Deitch definierte Animation als das "Abfilmen von individuell erschaffenen Phasen einer imaginierten Aktion in der Art und Weise, dass die Illusion einer Bewegung entsteht, zeigt man sie in einer konstanten, vorher festgelegten Bildrate, um damit die menschliche Persistenz des Sehens zu überschreiten."

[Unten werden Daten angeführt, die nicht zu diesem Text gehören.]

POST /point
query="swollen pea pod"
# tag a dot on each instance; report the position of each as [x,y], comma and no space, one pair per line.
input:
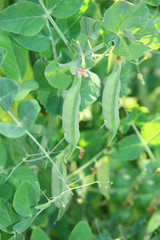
[110,109]
[70,122]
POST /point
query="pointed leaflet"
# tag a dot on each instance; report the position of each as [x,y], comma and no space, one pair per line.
[15,62]
[8,92]
[110,109]
[7,217]
[63,8]
[25,18]
[28,111]
[25,198]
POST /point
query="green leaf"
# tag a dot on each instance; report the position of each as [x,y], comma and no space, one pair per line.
[129,148]
[28,111]
[154,222]
[25,197]
[3,156]
[6,191]
[8,92]
[3,53]
[11,130]
[58,7]
[81,231]
[25,18]
[102,167]
[7,217]
[16,60]
[38,43]
[39,234]
[25,88]
[89,26]
[151,133]
[90,89]
[17,237]
[58,77]
[23,225]
[23,173]
[59,183]
[47,95]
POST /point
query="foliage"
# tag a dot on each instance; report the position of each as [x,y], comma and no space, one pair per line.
[80,119]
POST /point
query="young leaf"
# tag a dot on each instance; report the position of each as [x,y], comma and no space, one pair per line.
[90,89]
[25,88]
[25,18]
[15,62]
[130,148]
[38,233]
[7,217]
[17,237]
[25,198]
[58,7]
[58,77]
[28,111]
[8,92]
[89,27]
[81,231]
[3,156]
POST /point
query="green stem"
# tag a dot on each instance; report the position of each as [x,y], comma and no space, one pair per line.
[55,26]
[52,40]
[38,144]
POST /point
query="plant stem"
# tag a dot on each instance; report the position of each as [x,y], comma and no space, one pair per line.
[38,144]
[86,164]
[147,148]
[52,40]
[55,26]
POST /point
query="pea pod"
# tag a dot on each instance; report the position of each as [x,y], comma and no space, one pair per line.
[110,96]
[70,122]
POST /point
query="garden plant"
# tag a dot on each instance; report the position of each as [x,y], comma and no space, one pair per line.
[79,120]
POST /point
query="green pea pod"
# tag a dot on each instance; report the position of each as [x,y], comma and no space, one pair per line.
[110,109]
[59,184]
[70,122]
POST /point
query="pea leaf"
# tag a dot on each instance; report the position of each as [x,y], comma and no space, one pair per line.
[8,92]
[81,231]
[25,88]
[58,77]
[15,62]
[129,148]
[89,26]
[3,53]
[102,167]
[151,132]
[59,183]
[10,130]
[17,237]
[47,95]
[7,217]
[28,111]
[24,198]
[90,89]
[58,7]
[38,233]
[25,18]
[38,43]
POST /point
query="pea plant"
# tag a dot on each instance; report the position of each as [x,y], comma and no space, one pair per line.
[74,94]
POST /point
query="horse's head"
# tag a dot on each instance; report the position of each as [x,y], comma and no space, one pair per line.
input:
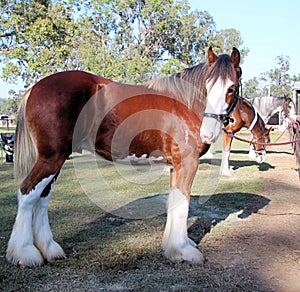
[289,109]
[222,83]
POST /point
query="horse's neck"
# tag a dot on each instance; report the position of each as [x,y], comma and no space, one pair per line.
[259,129]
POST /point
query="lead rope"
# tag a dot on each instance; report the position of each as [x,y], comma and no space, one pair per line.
[231,135]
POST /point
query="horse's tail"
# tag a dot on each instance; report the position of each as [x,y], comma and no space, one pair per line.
[24,146]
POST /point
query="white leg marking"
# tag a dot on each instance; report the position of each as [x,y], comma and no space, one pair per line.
[176,244]
[21,249]
[43,238]
[252,153]
[225,168]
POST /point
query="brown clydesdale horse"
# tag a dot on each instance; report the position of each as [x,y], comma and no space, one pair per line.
[176,117]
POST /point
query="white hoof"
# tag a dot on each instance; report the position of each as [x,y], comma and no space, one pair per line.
[26,256]
[53,252]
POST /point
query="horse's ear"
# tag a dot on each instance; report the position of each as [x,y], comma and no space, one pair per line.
[235,57]
[212,57]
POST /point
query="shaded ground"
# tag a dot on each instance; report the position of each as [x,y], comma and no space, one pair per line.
[266,243]
[248,230]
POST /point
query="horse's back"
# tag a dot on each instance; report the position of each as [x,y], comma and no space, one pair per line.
[54,105]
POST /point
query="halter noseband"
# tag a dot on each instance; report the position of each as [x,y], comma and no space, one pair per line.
[225,118]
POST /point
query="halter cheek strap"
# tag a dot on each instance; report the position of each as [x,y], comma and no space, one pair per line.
[254,120]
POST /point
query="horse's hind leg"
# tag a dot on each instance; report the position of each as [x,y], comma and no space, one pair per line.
[176,244]
[42,235]
[31,234]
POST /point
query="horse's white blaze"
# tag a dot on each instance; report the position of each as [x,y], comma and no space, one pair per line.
[21,249]
[216,104]
[176,244]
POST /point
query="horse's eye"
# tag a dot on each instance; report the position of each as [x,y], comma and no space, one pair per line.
[230,90]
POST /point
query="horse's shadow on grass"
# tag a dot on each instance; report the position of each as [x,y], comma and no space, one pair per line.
[205,212]
[236,164]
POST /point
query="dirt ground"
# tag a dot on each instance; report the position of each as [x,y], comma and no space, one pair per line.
[267,242]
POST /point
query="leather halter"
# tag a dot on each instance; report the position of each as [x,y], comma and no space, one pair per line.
[225,118]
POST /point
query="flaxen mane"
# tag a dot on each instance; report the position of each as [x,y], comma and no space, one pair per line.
[189,84]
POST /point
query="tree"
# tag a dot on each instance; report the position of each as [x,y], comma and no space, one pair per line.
[125,40]
[277,81]
[10,105]
[225,39]
[251,88]
[36,38]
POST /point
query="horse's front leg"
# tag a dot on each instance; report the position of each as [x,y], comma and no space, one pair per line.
[176,244]
[21,249]
[225,165]
[31,240]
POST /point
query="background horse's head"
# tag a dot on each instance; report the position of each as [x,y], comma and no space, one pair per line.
[221,87]
[289,109]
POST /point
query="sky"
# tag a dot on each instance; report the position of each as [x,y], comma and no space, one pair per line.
[269,28]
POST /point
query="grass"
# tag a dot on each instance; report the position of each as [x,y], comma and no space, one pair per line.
[110,253]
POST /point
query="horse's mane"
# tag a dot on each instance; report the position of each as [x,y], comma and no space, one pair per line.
[189,84]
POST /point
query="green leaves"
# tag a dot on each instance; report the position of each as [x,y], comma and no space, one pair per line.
[125,40]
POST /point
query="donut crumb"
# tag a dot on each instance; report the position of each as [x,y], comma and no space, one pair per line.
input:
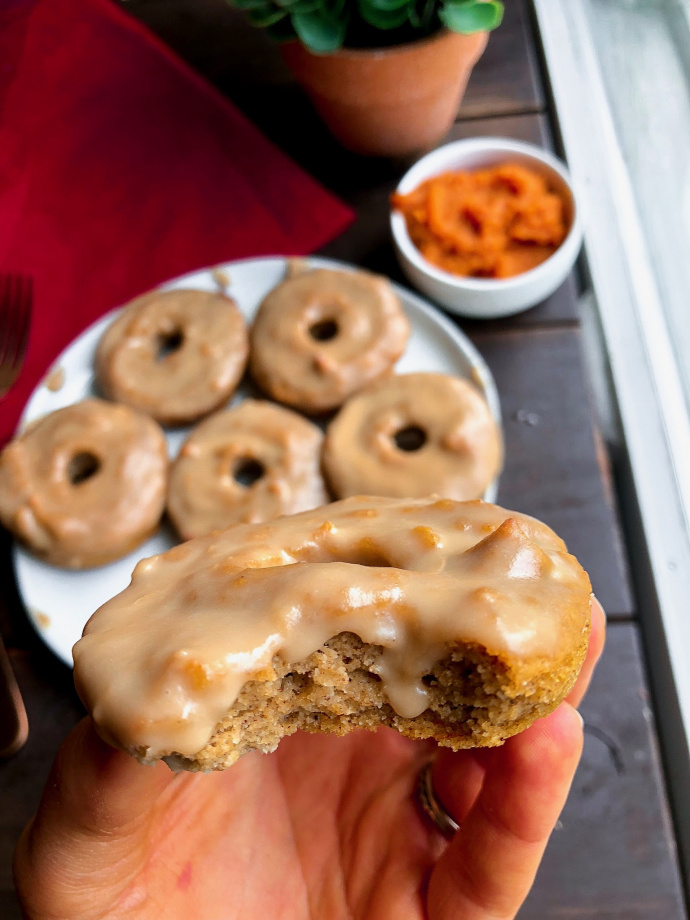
[475,701]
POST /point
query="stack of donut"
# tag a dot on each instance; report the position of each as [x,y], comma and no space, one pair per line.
[90,482]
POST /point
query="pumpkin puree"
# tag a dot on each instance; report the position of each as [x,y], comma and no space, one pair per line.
[493,223]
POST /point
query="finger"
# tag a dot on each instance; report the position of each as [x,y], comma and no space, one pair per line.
[458,776]
[490,864]
[457,780]
[94,795]
[597,638]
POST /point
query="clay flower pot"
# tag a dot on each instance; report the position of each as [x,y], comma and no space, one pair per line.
[389,101]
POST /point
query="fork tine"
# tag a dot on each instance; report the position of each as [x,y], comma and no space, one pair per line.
[16,299]
[24,317]
[5,315]
[13,310]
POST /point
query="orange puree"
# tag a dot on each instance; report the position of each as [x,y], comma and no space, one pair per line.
[492,223]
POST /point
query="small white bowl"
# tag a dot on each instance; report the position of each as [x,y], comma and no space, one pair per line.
[488,298]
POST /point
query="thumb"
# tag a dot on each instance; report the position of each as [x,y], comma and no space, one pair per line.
[90,827]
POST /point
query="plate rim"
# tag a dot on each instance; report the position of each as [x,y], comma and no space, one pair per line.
[432,313]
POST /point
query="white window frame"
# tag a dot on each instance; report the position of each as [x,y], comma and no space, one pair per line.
[645,381]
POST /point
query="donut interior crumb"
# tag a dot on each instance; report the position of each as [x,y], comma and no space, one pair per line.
[476,701]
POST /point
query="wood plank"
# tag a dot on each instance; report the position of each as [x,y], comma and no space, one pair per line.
[506,78]
[613,855]
[551,466]
[220,43]
[611,859]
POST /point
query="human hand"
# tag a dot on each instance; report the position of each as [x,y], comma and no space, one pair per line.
[324,827]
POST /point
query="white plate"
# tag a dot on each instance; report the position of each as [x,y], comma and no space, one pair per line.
[58,601]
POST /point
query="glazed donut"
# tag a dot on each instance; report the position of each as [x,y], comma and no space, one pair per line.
[461,622]
[85,484]
[176,355]
[322,335]
[414,435]
[249,464]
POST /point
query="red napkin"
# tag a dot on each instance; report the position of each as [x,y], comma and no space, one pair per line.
[120,168]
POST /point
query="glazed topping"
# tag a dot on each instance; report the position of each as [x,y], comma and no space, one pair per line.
[322,335]
[488,223]
[250,464]
[174,354]
[414,435]
[160,664]
[85,484]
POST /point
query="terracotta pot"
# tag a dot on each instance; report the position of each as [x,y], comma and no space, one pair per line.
[389,101]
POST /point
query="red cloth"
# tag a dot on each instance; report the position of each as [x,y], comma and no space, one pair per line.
[120,167]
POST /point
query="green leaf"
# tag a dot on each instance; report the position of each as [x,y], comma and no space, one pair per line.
[305,6]
[384,19]
[468,16]
[319,31]
[384,5]
[282,31]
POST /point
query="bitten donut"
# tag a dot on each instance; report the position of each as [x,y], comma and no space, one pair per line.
[176,355]
[414,435]
[461,622]
[249,464]
[322,335]
[85,484]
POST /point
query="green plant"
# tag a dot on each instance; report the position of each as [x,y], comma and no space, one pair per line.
[325,25]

Diese technische Definition war nötig, um zu begreifen, welche künstlerischen Möglichkeiten sich hier boten, jenseits der etablierten Erwartungshaltungen der damaligen Öffentlichkeit und Studios. UPA nutzte sie, um einen neuen Stil zu kreieren, abstrakt, reduziert, grafisch orientiert in Richtung Illustration und Cartoons. Dies stieß die Tür auf zu einer grenzenlosen Welt, in der alles möglich war, was man zeichnen konnte. Diesem künstlerischen Credo blieb Deitch seine gesamte Karriere über treu und fasste es prägnant in seine eigenen Worte: "Don"t conform! Do it your way!"

1955 übernahm er die Leitung der Terrytoon Studios in New York und modernisierte erfolgreich die altbackene Firma mit seiner Philosophie, wurde nach drei Jahren gefeuert, gründete seine eigene Firma und flog, immer mehr konfrontiert mit dem Missverhältnis zwischen Budget und Anspruch, in die Tschechoslowakei auf der Suche nach kostengünstigeren Produktionsverhältnissen.

So lernte er seine Frau kennen

Der Trip war auf 10 Tage angelegt, er sollte sein ganzes Leben dauern. Denn er traf dort nicht nur talentierte und gleichgesinnte Trickfilmer, sondern unter ihnen auch seine spätere Frau Zdenka, für die er alle Zelte in den USA abbrach. Und gleich das erste Projekt des neuen Studios in Prag, "Munro", gewann den Oscar 1961.

Und von Prag aus arbeite Deitch dann als einer der ganz wenigen Amerikaner hinter dem Eisernen Vorhang an Serien wie "Tom & Jerry", "Popeye", "Krazy Kat", adaptierte aber auch Kinderbücher wie "Wo die wilden Kerle wohnen" oder "Die drei Räuber". Der Versuch, Tolkiens "Hobbit" erstmalig zu adaptieren, brach in der Finanzierungsphase zusammen, der etwa zehnminütige "Proof of Concept" kann weiter bei Youtube eingesehen werden.

Drei weitere Oscar-Nominierungen folgten, 2003 wurde Deitch zudem mit dem Windsor-McKay-Award ausgezeichnet für seinen Beitrag zur Kunst der Animation. Wo er auftrat, immer zusammen mit seiner Frau Zdenka, war er ein positiver und optimistischer Advokat in Sachen Trickfilm, der seine Zuhörer mitriss und denen er selbst immer aufgeschlossen zuhörte.

Der amerikanische Trickfilmhistoriker Jerry Beck drückte es so aus: "Für jeden, der seine Filme kannte, wird Gene Deitch ewig weiterleben - jeder, der ihn persönlich kannte, wird ihn vermissen."